The first phase of the project to build more than 50 homes on the site is nearing completion, and should be finished in May, and members of the council’s regeneration, environment and community panel last night agreed to recommend to cabinet, which will make the final decision when it meets next week, to stick with the project.
The council is being asked to spend an extra £425,000 to build nine affordable homes on the land - seven would be made available for sale, with the other two being offered for rent.
The second phase of the work comprises 58 units, and the council’s lead officer Dale Gagen told the meeting that all but 10 of the 54 homes being built as part of phase one had already been sold.
He said: “If you go back a long time, the land was a brownfield site that had been left derelict for some time. If you look at the homes built in phase one, they are spacious, high-quality homes. Phase two will include a different mix of homes, and interest has already been registered in 30 of the units.”

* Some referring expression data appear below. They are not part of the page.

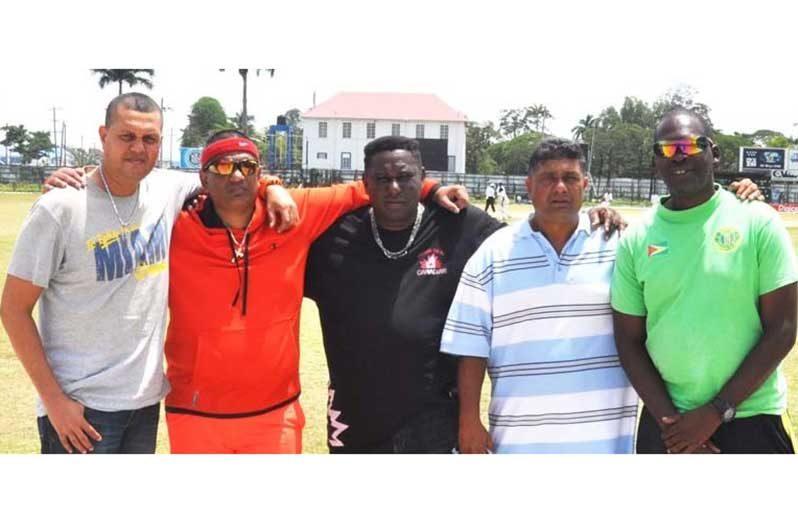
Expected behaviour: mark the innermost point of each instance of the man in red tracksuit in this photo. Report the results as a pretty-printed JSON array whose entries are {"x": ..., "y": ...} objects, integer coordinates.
[{"x": 235, "y": 293}]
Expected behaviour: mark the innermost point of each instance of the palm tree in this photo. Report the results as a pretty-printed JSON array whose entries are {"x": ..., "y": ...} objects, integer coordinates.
[
  {"x": 584, "y": 124},
  {"x": 129, "y": 76},
  {"x": 244, "y": 118}
]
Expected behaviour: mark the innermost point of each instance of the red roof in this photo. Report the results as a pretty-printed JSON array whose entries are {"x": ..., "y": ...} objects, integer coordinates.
[{"x": 386, "y": 106}]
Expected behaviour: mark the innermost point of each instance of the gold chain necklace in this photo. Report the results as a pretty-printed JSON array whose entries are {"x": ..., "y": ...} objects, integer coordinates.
[{"x": 393, "y": 255}]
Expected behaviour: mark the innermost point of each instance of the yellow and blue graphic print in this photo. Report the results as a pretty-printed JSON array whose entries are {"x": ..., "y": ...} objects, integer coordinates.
[
  {"x": 727, "y": 239},
  {"x": 119, "y": 252}
]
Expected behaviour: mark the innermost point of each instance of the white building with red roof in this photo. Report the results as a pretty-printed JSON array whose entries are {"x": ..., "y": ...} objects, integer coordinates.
[{"x": 336, "y": 130}]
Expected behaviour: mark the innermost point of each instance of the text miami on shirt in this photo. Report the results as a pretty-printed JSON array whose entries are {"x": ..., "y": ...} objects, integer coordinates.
[{"x": 119, "y": 252}]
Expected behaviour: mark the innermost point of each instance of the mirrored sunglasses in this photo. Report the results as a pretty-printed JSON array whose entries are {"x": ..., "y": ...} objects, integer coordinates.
[
  {"x": 692, "y": 146},
  {"x": 227, "y": 167}
]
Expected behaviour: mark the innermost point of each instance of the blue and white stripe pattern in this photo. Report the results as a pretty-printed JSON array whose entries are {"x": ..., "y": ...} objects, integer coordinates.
[{"x": 545, "y": 324}]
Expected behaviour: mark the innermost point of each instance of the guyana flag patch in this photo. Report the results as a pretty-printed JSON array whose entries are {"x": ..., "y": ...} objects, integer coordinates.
[{"x": 655, "y": 249}]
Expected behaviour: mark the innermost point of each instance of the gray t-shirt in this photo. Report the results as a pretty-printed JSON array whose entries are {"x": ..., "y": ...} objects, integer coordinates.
[{"x": 102, "y": 314}]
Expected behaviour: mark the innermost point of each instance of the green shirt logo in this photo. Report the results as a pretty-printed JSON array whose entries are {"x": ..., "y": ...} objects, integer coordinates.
[{"x": 727, "y": 239}]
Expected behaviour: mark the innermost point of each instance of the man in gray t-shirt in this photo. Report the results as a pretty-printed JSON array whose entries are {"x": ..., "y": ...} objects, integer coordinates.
[{"x": 97, "y": 261}]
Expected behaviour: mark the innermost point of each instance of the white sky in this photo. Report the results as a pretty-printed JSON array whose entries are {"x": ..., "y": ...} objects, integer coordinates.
[{"x": 576, "y": 58}]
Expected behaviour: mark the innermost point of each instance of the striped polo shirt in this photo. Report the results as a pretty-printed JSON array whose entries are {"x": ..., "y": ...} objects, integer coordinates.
[{"x": 544, "y": 323}]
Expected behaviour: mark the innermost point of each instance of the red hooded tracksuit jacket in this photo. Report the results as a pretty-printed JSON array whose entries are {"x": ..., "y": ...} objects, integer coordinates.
[{"x": 224, "y": 363}]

Alistair Beales, portfolio holder for regeneration, said the “finished result was very pleasing and the homes were selling well. I think it’s a ‘win-win’”.
Panel member Judy Collingham added: “I can think of no better way for the council to spend its money than by raising such once dreadful sites from the dead. We desperately need new homes.”
The council’s chief executive Ray Harding said it was the most difficult regeneration site he had come across, and added: “It’s important that we’ve got something going, and we need to keep that development going. It is creating a new market in South Lynn for housing.”
The members agreed to support Mr Beales’ preferred option to continue with the project and build the affordable units.
The borough council has led the redevelopment of the NORA since its inception in 1998. The project aims to deliver the comprehensive regeneration of an area of around 53 hectares of underused and derelict land extending from Boal street to the A47 adjacent to South Lynn.